Standardizing excessive redemption is beneficial to the long-term development and reorganization of ETFs, and the value of trading ETFs for stocks has become prominent. The size of this type of fund has continued to increase, and more and more listed company shareholders have joined the trend of holding ETF shares for stock exchangesShareholders of some listed companies have experienced over-proportion exchanges.
According to a reporter from the Securities Times, the supervisors’ ETF guidance for stock exchange transactions, the code of conduct for excess purchases, requires that the size of the stock exchange not exceed the weight of the constituent stock in the index, and requires listed company shareholders to comply with the relevant reductions in shareholder holdingsRegulations.
The phenomenon of NavInfo’s new abandonment of stock ETFs is the first time that after the guidance of some windows, shareholders of listed companies have voluntarily waived their subscriptions.
An official from the large-scale public offering department in Beijing said that due to the sudden changes in stock ETF products and serious product homogeneity, the initial launch of this type of product was originally easy. The formulation of regulations for excess redemption may cause difficulties in issuing this type of product in the short term.
However, in the long run, the funds for the redemption will soon leave, and the excessive redemption will cause the fund to passively sell over-proportioned stocks, resulting in changes in the price of the relevant underlying stock, rather than conducive to the long-term development of the product.

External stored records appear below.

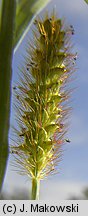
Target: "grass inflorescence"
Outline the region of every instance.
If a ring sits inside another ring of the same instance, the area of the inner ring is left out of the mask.
[[[16,90],[18,143],[11,147],[33,187],[34,181],[56,172],[61,159],[69,114],[67,87],[76,60],[70,43],[72,26],[65,27],[55,15],[37,19],[34,25],[33,43],[27,46],[26,69],[22,69]]]

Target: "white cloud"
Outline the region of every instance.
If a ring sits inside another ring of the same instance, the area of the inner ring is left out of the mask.
[[[42,200],[65,200],[72,196],[81,196],[85,183],[66,182],[66,181],[42,181],[41,197]]]

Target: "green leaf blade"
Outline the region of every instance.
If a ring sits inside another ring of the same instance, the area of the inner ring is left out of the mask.
[[[0,189],[8,159],[11,64],[15,11],[15,0],[3,0],[0,31]]]

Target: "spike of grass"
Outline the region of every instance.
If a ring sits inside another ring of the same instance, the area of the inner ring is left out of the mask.
[[[11,148],[20,171],[32,179],[32,199],[38,198],[40,180],[56,172],[62,155],[69,112],[66,86],[74,71],[71,34],[61,19],[47,15],[35,20],[34,45],[27,46],[16,93],[18,144]]]

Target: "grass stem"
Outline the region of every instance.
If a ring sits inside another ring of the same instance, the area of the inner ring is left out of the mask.
[[[40,180],[37,178],[32,179],[32,200],[39,200],[39,185]]]

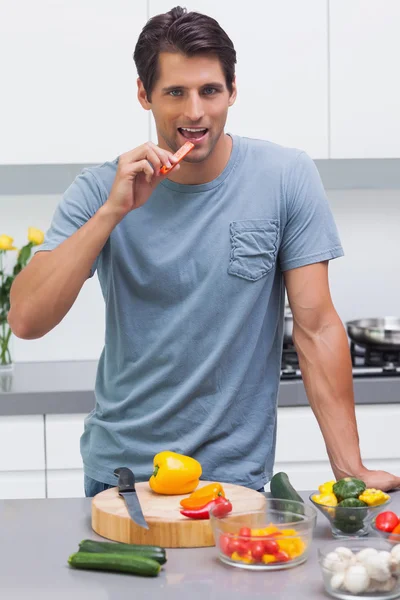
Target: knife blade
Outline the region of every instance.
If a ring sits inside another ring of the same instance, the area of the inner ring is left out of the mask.
[[[143,516],[140,502],[135,489],[135,476],[128,467],[119,467],[115,469],[114,475],[118,477],[119,495],[125,500],[129,516],[140,527],[149,529]]]

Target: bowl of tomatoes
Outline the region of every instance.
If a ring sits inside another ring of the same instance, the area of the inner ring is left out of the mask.
[[[400,544],[400,516],[391,510],[376,515],[371,522],[371,529],[391,544]]]
[[[308,558],[317,521],[313,506],[267,498],[255,511],[230,512],[210,522],[219,559],[250,570],[290,569]]]

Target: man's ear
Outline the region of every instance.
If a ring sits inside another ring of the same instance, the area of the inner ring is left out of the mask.
[[[144,85],[143,85],[143,82],[141,81],[140,77],[137,78],[137,86],[138,86],[137,97],[138,97],[140,104],[143,106],[143,108],[145,110],[151,110],[151,102],[149,102],[147,99],[147,93],[146,93],[146,90],[144,89]]]
[[[237,96],[237,87],[236,87],[236,75],[233,78],[232,81],[232,94],[229,96],[229,106],[232,106],[233,104],[235,104],[235,100],[236,100],[236,96]]]

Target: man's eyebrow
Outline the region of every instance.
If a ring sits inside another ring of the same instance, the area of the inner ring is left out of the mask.
[[[216,82],[210,82],[210,83],[204,83],[202,86],[202,88],[207,88],[207,87],[212,87],[215,88],[216,90],[220,90],[222,91],[224,89],[224,86],[221,83],[216,83]],[[169,85],[168,87],[164,87],[162,88],[162,92],[163,93],[168,93],[168,92],[172,92],[173,90],[187,90],[188,88],[184,85]]]

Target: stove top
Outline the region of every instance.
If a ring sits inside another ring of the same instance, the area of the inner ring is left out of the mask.
[[[353,377],[400,377],[400,348],[361,346],[350,342]],[[293,344],[282,349],[281,379],[301,379]]]

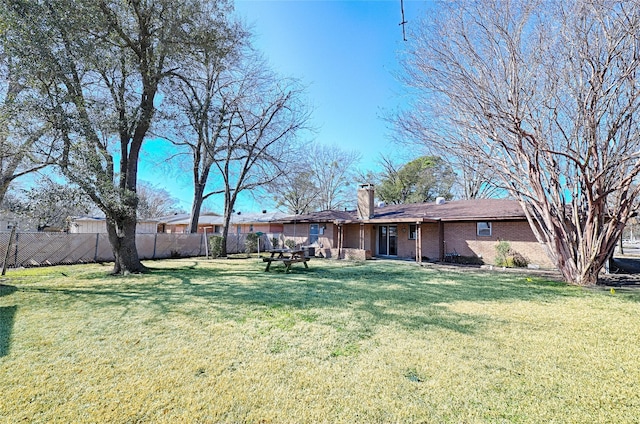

In fact, in addition to NavInfo, NetSuite and Hytera’s company shareholders have recently issued an announcement to exchange for stock ETFs.
On October 17th of this year, Wangsu Technology announced that Liu Chengyan, a shareholder, chairman and general manager of the company, sent a “Notice on 北京夜网 Proposal to Participate in the Subscription of Fund Shares by Holding the Company’s Shares of the Company”.Someone’s company shares did not exceed 24 million shares in the subscription of Wells Fargo CSI 50 Strategy ETF.
Earlier on October 11, the listed company Hytera also accepted the “Notice Letter Regarding Participation in the Subscription Fund Allocation of Shares of the Company by the Shareholders of the Company” signed by the company’s directors Jiang Yelin, Zeng Hua, and Wu Mei, respectively. Three listed companiesShareholders intend to participate in the subscription of the Wells Fargo China Securities Technology 50 Strategy ETF with no more than 750,000 shares, 3 million shares, and 1.4 million shares of their holders.
Calculated based on the closing price of the listed company’s announcement on the day of the announcement, the upper limit of the exchange amount of the shareholders of Netsu Technology and Hytera is 2 respectively.
4.1 billion, 5170.
60,000 yuan, if the rich fund of China Securities Technology 50 strategy ETF first raised is not large enough, the shareholders of the listed companies may exceed the company’s weight in the China Securities Technology 50 strategy index.
The manager of a large public equity fund in Beijing said that the current ways of shareholders of listed companies to reduce their holdings are mainly secondary market reductions, block reductions, exchangeable debt, and equity pledges.
In comparison, the stock exchange ETF reduction has a small impact on increasing the holdings, simple processes, and reduced benefits.
In terms of information disclosure, shareholders need to disclose before the stock exchange for ETFs, but shareholders will not need to disclose when they realise their ETFs, which makes more and more listed company shareholders prefer stock exchanges for ETFs.
The fund manager said: “Supervisors’ code of conduct for excess redemption may cool down the redemption of ETFs this year.